Last week, Alex Macon sat cross-stitching in a rocking chair, face anonymized with a blaze orange ski mask, casually conversing with friends and visitors of his first DAAP gallery show, “happyface.” He was comfortably tucked away in a tiny, closet-sized room separated by a curtain.
“I am an enigmatic artist, which means that I draw division in between the art I showcase and myself,” he said. “If people had questions, they could ask me, but they don’t know who I am.”
Macon sat on the idea for a while, he said, but he ultimately became inspired after he began spiraling into depression. It’s uncommon for society to project and accept men of color showing their true emotions — especially sad ones.
Macon’s personal struggles with depression were formative in his creation of the gallery concept. One step into the room, and your line of sight is bombarded with orange — it’s the theme of the show. It seemed the obvious choice to contrast and rebuke the stereotyped “blue mood” that everyone feels. One of the recurring themes throughout the show reiterates that it’s OK to be sad.

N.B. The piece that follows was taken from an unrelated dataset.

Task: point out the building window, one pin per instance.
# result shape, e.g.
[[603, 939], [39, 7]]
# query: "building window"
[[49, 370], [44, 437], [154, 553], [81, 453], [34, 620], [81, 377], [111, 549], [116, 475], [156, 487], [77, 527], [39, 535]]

Themes of loneliness and suicide prevail in Macon’s photo series, featuring a handful of men of color, shackled and looking at their phones as a distraction from the emotions. The far wall was filled with cross-stitched hoops that display distraught messages, like “I can’t just be happy. It sucks.” Another one reads “bless your soul” next to a noose.
Macon chose three main mediums to communicate his message: photography, sculpture and cross-stitching. He has a knack for photography and felt comfortable depicting male emotion and a spectrum of energies through a photographic medium. Part of his gallery included repurposed aluminum can sculptures painted orange with happy faces overlaying sad ones. He’s been inspired in recent years by ready-made sculptures and the idea of giving new life and meaning to old, cast-out objects, he said.
After researching mental health statistics and finding that 1 in 5 people suffer from mental illness, it became clear to Macon that everyone’s mind and emotional spectrum is different.
“Each [can] became unique in their own way,” Macon said. “Each time I dented one, it dented in a different way … That inspired me to think of them as people, as if they had their own personality.”
He integrated cross stitching into his show as a second form of sculpture. The activity has been found to be a helpful escape from depression, but it is mainly adopted by women — especially postpartum women — because it’s socially recognized as a domestic pastime. That means many men can’t blow off steam with a session of cross-stitching without being looked at sideways.
It’s common for mental health practices to be geared more toward women, as women are historically seen as more emotional. But this attitude toward mental health only contributes to a staggering number of young men of color whose lives are affected by their unchecked, unrecognized, invalidated struggles with their own mental health, thus perpetuating a cycle of toxic masculinity and adding to the suicide statistic.
Macon’s gallery show captured those stigmas, hung them on white walls and doused the room in obnoxious, anti-sad orange. For months, he worked tirelessly on the gallery — developing the concept, refining the literature and nitpicking his artwork.
Though he never crafted a self-portrait and purposefully removed himself from the show, Macon’s presence was heavy in the gallery. It’s obvious that Macon has a great deal of personal experience with society stifling his ability to comfortably express his emotions as a black man.